Making a hearty Ham and Navy Bean Soup is one of my favorite things to do with ham left-overs.
It takes me back to my childhood days when I loved to eat Campbell’s Bean with Bacon Soup. My Ham and Navy Bean Soup has the same smokey flavors, creamy texture with firm beans; and you can actually find the ham.
In my soup, you can actually find the ham
One of the things I love about making homemade soup is you can make your soup as thick, or as thin, as you want.
And this soup is so easy, just dump everything into whichever cooking vessel you desire, and turn it on!
Just like my recipe for Smoky Split Pea Soup.
If you don’t have any leftover ham, you can easily make this soup with some meaty ham hocks; use them in place of the ham bone. And we all know we can buy thick ham slices if we need to, right?
Navy Beans are small, white and very creamy and mild in texture and taste. They got their name because they were a staple in the diet of our Naval forces.
Navy beans are an excellent source of cholesterol-lowering fiber, as are most other beans.
In addition to lowering cholesterol, navy beans’ high fiber content prevents blood sugar levels from rising too rapidly, making these beans an especially good choice for individuals with diabetes, insulin resistance or hypoglycemia.
When combined with whole grains such as brown rice, navy beans provide virtually fat-free high-quality protein. Navy beans are a very good source of folate and manganese and a good source of protein and vitamin B1 as well as the minerals phosphorus, copper, magnesium and iron.
And the answer is…as you wish.
Soaking beans, either overnight in cold water (now it is thought best to soak them in the refrigerator so they don’t start fermenting) or using the quick soak method, where you boil them for 5 minutes, then turn off the heat and let them sit for an hour, simply results in a quicker cooking time.
But you don’t need to soak them at all, they will eventually get tender as they cook. It just might take a half hour or an hour longer.
Regardless if you choose to soak them or not, you do need to pick them over for pebbles and to remove broken beans, and of course, you need to rinse them well; they are dirty.
Yes, even the ones in the bags are dirty.
The last time I made this soup, I baked it in a 325º oven.
I’ve had a lot of success taking things from the stove-top and placing them into the oven finding that the heat coming from all sides helps cook more evenly.
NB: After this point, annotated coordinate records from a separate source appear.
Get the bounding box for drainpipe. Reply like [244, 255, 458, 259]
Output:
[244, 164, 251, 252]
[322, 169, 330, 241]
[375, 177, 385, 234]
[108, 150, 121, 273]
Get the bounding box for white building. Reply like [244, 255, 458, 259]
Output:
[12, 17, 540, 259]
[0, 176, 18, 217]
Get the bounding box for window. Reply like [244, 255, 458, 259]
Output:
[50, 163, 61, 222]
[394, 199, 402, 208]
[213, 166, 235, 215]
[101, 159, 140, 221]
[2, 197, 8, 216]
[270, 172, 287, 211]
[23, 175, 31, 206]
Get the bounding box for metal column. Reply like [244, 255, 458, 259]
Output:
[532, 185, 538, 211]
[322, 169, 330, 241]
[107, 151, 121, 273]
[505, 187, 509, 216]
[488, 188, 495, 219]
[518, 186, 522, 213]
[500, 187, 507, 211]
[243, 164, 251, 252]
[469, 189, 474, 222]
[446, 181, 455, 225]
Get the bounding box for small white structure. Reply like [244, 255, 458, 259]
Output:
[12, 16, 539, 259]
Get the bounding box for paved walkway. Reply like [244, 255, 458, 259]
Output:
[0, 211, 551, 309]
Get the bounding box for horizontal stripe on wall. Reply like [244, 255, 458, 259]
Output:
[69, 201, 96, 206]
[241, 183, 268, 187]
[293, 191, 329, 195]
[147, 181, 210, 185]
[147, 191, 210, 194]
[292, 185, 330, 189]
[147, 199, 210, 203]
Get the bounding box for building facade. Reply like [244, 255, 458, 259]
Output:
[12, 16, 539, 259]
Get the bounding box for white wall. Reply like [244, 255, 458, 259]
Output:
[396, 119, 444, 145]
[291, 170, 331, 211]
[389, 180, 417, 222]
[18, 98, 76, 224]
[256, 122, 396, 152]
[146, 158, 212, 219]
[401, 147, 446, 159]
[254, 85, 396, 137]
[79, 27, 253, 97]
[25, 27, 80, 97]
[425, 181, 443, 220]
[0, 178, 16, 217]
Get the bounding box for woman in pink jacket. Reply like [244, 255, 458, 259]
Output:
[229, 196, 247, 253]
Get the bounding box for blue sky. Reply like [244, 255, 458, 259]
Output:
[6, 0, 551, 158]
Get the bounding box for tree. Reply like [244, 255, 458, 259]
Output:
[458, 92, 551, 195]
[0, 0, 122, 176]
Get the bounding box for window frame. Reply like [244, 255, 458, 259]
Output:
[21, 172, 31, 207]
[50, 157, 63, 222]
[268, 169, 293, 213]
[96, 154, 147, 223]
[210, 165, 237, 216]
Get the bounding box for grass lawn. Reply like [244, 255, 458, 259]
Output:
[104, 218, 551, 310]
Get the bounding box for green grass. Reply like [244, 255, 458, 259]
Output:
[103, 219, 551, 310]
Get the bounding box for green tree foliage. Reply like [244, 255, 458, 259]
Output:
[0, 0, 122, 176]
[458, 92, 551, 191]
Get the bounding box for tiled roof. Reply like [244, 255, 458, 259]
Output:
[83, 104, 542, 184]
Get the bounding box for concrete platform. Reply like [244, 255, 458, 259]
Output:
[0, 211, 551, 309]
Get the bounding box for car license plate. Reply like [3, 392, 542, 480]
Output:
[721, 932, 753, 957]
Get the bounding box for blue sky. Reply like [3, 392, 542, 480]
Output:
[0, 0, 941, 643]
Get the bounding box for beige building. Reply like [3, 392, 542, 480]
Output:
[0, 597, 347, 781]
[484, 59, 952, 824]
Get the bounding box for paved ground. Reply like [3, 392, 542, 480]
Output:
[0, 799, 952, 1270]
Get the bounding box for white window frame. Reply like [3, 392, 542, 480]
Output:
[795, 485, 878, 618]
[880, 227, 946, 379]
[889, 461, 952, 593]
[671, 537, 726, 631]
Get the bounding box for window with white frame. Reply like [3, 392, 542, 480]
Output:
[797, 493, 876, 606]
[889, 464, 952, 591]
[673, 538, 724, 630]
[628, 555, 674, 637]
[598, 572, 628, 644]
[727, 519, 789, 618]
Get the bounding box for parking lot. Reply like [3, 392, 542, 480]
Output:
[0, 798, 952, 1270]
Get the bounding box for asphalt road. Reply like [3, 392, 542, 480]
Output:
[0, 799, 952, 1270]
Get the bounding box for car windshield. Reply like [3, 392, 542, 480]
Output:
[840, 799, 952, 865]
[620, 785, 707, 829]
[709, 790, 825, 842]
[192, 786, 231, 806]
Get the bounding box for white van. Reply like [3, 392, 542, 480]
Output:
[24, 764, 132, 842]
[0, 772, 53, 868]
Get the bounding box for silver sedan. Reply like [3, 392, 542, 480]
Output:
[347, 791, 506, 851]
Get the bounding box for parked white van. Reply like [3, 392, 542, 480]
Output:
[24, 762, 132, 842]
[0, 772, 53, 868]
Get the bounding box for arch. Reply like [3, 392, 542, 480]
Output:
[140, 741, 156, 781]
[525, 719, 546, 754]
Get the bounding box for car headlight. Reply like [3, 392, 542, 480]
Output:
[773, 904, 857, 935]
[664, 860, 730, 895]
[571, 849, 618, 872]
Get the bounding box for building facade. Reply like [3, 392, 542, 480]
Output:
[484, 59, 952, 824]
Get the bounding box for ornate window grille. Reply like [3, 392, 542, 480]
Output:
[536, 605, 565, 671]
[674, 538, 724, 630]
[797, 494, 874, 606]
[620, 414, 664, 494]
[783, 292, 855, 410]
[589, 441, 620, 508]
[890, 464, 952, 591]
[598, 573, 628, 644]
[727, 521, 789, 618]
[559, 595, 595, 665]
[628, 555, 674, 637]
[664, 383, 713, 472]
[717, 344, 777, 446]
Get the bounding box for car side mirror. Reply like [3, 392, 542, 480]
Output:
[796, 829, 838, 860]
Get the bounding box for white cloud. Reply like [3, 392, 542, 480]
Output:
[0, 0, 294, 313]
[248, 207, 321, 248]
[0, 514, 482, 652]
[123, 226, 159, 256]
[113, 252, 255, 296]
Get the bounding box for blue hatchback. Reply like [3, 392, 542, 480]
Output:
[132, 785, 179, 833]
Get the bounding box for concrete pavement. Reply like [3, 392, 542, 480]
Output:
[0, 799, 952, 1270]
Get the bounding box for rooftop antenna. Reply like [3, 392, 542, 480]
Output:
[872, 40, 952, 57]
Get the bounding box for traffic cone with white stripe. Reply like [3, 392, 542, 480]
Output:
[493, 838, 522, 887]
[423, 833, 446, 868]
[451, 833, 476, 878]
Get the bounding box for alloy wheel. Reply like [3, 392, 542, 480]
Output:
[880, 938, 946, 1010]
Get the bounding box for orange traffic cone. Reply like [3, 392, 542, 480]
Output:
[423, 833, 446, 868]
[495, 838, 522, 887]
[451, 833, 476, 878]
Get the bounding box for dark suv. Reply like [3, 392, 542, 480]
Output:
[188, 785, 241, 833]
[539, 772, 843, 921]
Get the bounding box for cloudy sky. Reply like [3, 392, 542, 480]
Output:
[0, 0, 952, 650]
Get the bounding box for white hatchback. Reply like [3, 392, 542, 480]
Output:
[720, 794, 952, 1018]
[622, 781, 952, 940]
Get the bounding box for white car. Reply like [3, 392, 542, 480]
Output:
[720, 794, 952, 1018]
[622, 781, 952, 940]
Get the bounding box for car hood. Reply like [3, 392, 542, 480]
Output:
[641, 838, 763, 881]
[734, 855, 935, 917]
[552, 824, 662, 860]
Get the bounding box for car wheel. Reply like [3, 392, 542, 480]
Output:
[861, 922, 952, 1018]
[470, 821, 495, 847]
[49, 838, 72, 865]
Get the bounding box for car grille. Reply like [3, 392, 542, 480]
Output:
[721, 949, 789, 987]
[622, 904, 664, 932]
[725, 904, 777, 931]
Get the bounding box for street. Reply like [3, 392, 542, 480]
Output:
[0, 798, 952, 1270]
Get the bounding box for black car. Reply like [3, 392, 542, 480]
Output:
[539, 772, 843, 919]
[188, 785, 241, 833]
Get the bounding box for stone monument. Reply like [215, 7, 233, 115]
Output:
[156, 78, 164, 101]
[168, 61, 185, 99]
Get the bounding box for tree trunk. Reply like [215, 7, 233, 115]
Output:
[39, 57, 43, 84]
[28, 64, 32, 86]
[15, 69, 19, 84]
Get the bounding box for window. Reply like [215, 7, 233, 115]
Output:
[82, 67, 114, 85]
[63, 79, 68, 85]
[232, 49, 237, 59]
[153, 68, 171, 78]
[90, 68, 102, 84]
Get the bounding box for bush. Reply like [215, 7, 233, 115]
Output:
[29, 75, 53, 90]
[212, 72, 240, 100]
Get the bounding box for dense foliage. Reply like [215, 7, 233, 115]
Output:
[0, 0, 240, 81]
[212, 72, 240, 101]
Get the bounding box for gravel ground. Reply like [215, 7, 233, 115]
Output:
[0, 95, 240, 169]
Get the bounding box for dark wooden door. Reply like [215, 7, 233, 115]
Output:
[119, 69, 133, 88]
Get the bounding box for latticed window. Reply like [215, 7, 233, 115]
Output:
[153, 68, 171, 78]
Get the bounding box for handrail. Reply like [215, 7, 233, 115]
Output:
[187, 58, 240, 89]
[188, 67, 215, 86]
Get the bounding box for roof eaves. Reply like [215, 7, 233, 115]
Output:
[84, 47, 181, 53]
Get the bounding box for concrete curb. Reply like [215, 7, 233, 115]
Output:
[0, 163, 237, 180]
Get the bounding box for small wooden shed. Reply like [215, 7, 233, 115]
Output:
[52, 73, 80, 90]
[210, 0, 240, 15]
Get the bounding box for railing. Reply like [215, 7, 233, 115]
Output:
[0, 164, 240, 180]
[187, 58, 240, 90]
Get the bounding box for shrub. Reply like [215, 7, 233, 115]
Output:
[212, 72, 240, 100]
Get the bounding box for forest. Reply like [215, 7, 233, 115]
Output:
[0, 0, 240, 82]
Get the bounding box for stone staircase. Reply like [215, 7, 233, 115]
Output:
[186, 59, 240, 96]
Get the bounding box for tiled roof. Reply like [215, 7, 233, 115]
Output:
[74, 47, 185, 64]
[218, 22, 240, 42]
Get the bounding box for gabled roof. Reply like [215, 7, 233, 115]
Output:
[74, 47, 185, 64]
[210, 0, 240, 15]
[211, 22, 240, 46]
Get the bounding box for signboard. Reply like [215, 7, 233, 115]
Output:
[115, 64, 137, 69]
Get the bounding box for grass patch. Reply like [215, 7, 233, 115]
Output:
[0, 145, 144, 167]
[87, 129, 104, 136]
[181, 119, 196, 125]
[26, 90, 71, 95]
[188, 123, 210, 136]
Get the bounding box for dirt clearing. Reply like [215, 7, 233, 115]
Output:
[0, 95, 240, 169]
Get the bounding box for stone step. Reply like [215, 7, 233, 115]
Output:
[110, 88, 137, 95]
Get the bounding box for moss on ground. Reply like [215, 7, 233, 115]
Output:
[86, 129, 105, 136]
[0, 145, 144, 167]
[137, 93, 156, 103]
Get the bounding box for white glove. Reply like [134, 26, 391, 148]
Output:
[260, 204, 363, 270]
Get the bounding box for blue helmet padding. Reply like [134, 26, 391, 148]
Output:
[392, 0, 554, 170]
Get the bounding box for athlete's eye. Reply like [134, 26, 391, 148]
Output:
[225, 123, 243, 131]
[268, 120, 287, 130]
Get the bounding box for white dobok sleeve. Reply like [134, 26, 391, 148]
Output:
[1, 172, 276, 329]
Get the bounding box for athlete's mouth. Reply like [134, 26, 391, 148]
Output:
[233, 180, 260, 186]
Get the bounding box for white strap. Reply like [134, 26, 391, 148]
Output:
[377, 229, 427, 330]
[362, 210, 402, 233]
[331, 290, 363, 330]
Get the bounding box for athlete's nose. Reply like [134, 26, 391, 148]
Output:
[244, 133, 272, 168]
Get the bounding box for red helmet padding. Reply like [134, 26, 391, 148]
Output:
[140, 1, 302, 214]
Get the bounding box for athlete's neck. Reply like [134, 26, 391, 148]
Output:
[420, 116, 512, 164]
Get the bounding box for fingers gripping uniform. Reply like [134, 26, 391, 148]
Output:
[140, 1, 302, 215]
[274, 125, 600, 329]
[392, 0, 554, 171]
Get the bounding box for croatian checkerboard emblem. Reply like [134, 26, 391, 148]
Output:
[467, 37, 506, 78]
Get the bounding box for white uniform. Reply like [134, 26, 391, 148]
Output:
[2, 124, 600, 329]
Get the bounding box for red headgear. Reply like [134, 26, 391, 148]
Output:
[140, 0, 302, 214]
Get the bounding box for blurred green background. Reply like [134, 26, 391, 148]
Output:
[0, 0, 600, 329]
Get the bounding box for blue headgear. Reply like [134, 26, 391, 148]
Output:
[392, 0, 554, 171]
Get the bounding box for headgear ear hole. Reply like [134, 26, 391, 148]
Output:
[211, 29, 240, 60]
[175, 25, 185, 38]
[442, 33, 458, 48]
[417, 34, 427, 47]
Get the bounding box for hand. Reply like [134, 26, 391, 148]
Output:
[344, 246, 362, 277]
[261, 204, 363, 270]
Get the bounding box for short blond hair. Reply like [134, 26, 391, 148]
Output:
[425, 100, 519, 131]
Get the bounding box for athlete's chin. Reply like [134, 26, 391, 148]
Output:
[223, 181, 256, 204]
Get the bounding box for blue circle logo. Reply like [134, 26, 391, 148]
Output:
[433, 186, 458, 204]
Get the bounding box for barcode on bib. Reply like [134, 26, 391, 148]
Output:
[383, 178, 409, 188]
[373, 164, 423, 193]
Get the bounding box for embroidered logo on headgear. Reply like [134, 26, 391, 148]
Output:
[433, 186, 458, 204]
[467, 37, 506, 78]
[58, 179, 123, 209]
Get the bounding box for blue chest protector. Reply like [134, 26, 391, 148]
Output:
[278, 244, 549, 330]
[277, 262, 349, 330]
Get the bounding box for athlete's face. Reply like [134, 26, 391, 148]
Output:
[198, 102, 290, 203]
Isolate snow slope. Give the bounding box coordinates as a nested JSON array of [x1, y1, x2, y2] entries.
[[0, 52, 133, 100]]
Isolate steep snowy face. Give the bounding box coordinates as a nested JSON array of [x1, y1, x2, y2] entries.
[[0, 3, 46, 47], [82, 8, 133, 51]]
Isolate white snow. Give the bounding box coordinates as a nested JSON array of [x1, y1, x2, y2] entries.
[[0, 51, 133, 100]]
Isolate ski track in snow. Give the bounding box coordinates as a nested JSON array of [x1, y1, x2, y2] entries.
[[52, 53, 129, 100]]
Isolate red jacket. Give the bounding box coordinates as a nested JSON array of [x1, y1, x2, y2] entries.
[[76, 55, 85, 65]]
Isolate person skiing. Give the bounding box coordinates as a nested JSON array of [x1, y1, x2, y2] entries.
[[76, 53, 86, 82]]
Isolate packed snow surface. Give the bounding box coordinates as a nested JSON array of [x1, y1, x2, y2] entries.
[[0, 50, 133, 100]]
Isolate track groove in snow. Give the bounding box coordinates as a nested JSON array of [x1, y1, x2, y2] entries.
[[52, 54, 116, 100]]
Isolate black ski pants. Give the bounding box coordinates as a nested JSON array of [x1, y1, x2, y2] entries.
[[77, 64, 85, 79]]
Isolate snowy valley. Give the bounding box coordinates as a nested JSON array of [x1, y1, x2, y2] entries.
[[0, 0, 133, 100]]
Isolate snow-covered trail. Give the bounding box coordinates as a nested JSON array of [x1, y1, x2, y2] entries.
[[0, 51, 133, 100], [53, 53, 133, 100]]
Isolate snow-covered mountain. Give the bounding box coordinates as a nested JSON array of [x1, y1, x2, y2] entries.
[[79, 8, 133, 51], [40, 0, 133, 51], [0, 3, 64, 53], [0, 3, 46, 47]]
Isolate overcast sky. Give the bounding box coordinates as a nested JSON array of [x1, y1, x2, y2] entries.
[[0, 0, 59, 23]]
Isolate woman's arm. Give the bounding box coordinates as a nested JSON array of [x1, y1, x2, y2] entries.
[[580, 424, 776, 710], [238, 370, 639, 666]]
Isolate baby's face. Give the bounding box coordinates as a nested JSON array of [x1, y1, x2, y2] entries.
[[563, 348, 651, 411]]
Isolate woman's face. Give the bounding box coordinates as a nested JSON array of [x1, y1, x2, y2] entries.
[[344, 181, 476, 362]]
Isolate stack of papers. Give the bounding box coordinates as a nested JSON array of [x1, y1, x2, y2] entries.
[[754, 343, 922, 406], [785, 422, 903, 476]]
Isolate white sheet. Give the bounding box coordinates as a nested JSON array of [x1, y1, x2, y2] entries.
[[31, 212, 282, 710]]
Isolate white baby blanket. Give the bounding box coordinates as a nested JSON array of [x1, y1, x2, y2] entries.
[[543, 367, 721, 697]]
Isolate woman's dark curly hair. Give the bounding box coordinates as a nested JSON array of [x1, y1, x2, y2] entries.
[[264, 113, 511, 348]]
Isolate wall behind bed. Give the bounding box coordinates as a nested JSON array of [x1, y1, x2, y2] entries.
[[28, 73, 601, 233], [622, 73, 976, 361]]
And without bottom scorch.
This was no exception, for the cooking part of the program, but didn’t reduce the liquid as much as I thought it would.
This is really not such a bad issue to have and there are a few ways you can fix having too much liquid.
You can also, of course, make this soup in your crockpot, pressure cooker, or on the stove-top. It’s all just a matter of time. Crockpot = 6 – 8 hours, Pressure Cooker = about 1 hour, stove-top = about the same as the oven.
This soup is delicious served immediately but will improve with a day or so in the refrigerator to allow the flavors to fully blend.
Ham and Navy Bean Soup also freezes well; so make a large batch and freeze some in containers to enjoy all winter long.